Even the Nostalgia Was Better in the Old Days

The latest update in my 6 month nostalgia tour, which has brought numerous old and dear friends back into my life, is the best update of all. I've mentioned before that I used to coach debate when I was in college. I coached at Okemos High School, just ten minutes or so from MSU. At our first organizational meeting, we had about 40 kids show up who wanted to join the debate team. By the second week, we were down to 5. By the second year, only two. See, I knew I was only going to be there for 2 or 3 years, so I wasn't really concerned about building a long-term program. I didn't have the time for that anyway. So I scared off all but the best students so I could just work with them, and those two were Robin Wall and Sam Nadler. And for the next two years, it was just the three of us traveling the country to tournaments.
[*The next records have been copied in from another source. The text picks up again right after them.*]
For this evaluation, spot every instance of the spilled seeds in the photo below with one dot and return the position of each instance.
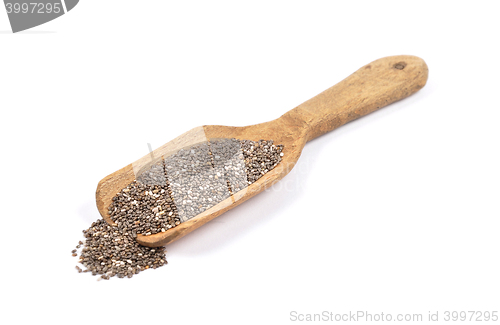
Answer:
(170, 191)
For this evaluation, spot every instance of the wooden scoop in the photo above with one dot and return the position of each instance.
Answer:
(374, 86)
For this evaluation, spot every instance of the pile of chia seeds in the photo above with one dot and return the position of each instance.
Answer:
(170, 191)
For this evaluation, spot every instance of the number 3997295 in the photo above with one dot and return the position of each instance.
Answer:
(33, 7)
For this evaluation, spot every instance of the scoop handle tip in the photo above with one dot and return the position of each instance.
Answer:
(370, 88)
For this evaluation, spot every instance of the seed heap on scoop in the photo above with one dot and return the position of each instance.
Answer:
(170, 191)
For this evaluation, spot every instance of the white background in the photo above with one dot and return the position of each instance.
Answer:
(397, 212)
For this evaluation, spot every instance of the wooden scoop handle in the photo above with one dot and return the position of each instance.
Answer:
(374, 86)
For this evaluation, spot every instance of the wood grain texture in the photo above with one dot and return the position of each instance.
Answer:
(373, 86)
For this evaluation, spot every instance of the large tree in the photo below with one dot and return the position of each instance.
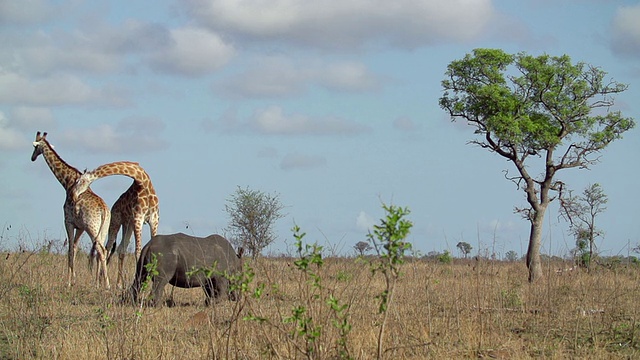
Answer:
(252, 215)
(542, 113)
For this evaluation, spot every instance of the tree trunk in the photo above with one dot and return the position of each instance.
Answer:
(534, 264)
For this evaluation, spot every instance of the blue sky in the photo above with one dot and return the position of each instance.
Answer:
(333, 105)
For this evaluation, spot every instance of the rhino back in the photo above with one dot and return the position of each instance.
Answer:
(187, 252)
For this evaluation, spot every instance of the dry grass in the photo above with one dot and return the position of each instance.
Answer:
(467, 309)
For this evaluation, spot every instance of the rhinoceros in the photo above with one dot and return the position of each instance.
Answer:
(187, 261)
A couple days ago, I decided that I was going to track the two of them down and get in touch with them. It took some searching. I knew that Robin had gone on to Stanford and Sam to MIT. I didn't talk to Sam at all after he went off to college, and had only talked to Robin once, around 1995 or 1996. He had just gotten back from an extended time in Estonia teaching English after getting his degree from Stanford and was deciding what to do with his life after that. Well after a bit of searching, parsing textual clues and ruling out false tips (there was a Robin Wall Kimmerer who is apparently a prominent artist of some sort, and a Sam Nadler who teaches at West Virginia and each had numerous references to them on webpages as well), I managed to find them both and get their email addresses. I sent an email to both of them and got replies and we are now in the process of catching up on each other's lives over the last 14 years.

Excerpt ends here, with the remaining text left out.